私の武術の師だったN師は手技療法の達人だった。
それは中国得拳法の台湾のお師匠が清朝の宮廷に仕えた治療家の家系だったからだそうだ。
蒋介石の軍とともに台湾に逃げてきたらしい。
「武術と医術は一つ。医術を学ばないなら武術も教えない。」と言われたそうだ。
そんな風だったので手技療法の伝授を受けておられた。
ある時「おめえに技を教えてやろう。信者増えるよ。」と言われた。
それは実際に素晴らしい技をお持ちであった。
癌などもちいさくなった。
だが、一回考えた末に「それはいけません。」とお断りした。
「なぜだ?」とおっしゃるので
「先生、私のところに来る人は神仏の加持力を求めてきます。そこに手技療法を入れてはなんだ。ここは祈祷ではなく、もみ療治じゃないか?と不審になるでしょう。
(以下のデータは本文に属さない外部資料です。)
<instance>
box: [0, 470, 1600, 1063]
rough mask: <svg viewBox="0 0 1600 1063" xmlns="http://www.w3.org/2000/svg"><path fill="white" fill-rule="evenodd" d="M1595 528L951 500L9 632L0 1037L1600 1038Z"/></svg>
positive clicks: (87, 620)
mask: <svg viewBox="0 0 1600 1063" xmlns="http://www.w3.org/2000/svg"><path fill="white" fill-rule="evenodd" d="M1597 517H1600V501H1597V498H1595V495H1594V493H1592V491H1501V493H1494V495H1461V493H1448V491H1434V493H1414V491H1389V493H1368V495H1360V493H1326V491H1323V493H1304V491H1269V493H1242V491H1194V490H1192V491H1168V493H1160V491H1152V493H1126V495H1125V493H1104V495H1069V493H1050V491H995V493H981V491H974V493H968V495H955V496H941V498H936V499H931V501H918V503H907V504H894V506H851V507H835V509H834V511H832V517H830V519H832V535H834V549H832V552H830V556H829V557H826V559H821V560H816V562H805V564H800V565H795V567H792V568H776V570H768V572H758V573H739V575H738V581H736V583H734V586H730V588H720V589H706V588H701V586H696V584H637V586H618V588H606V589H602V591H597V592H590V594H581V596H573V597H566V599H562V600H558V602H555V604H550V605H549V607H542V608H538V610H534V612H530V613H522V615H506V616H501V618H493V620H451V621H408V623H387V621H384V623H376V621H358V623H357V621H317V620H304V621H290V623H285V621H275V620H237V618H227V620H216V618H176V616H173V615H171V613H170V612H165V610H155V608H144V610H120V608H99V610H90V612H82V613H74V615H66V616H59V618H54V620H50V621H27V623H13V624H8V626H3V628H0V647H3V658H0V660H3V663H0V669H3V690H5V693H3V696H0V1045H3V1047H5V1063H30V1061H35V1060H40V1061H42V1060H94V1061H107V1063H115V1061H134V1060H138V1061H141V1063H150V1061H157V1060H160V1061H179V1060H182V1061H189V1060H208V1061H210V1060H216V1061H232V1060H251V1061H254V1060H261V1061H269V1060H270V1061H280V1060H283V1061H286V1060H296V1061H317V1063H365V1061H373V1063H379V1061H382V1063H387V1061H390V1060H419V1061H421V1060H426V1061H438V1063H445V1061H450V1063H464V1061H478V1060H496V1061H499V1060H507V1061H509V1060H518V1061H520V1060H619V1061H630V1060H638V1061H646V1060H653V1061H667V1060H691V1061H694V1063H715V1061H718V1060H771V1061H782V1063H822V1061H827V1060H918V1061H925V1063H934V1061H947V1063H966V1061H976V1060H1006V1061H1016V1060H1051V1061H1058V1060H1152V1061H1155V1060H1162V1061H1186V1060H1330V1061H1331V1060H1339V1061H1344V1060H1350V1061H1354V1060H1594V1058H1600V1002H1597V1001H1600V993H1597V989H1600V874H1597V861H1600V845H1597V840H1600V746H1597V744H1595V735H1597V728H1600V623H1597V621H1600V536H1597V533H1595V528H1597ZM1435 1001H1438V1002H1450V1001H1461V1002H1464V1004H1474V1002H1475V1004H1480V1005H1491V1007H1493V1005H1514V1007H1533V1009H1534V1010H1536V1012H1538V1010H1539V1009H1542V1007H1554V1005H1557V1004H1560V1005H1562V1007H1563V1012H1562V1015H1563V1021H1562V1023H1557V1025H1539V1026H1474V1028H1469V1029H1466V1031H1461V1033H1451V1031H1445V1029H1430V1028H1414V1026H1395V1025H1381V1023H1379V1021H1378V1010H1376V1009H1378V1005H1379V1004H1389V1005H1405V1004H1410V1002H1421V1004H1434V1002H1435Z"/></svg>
逆に手技を求めてうちに来たら祭壇がある。祈祷もしている。なんだ。まじないじゃないか?宗教じゃないか?ここはとこうなります。
それでは祈祷にも手技療法にも泥を塗る相すまぬこととなります。ですのでありがたいお言葉ですがお断りいたします。」
と申し上げたことがある。
それで今もってよかったと思っている。
無論、神官や僧侶で手技をされる方も全国に多いだろう。そういうひとをどうこういうつもりは全くないが、えてして神秘的な場所での治療はそれなりの配慮が必要だ。
特に効能がずば抜けてあったりすればこちらではなく顧客が一方的に神秘化して考えることも多い。
神秘の力があるなどと褒められて、そういうものではないというのも治療家としてなかなか難しいものだ。
治療家が顔ならそこはいえねばならないと思うが、
治療は説明が必要だからだ、治療の効果は信じる信じないというようなことでは困る。
信じている神仏によてっ治療ができないなどと言うの大嘘つきだ。関係ないだろう。
だが、私にはその区切りをハッキリつける方法がわからなかった、
今やってもわからんと思う。だいいち、そんなにいくつもできない。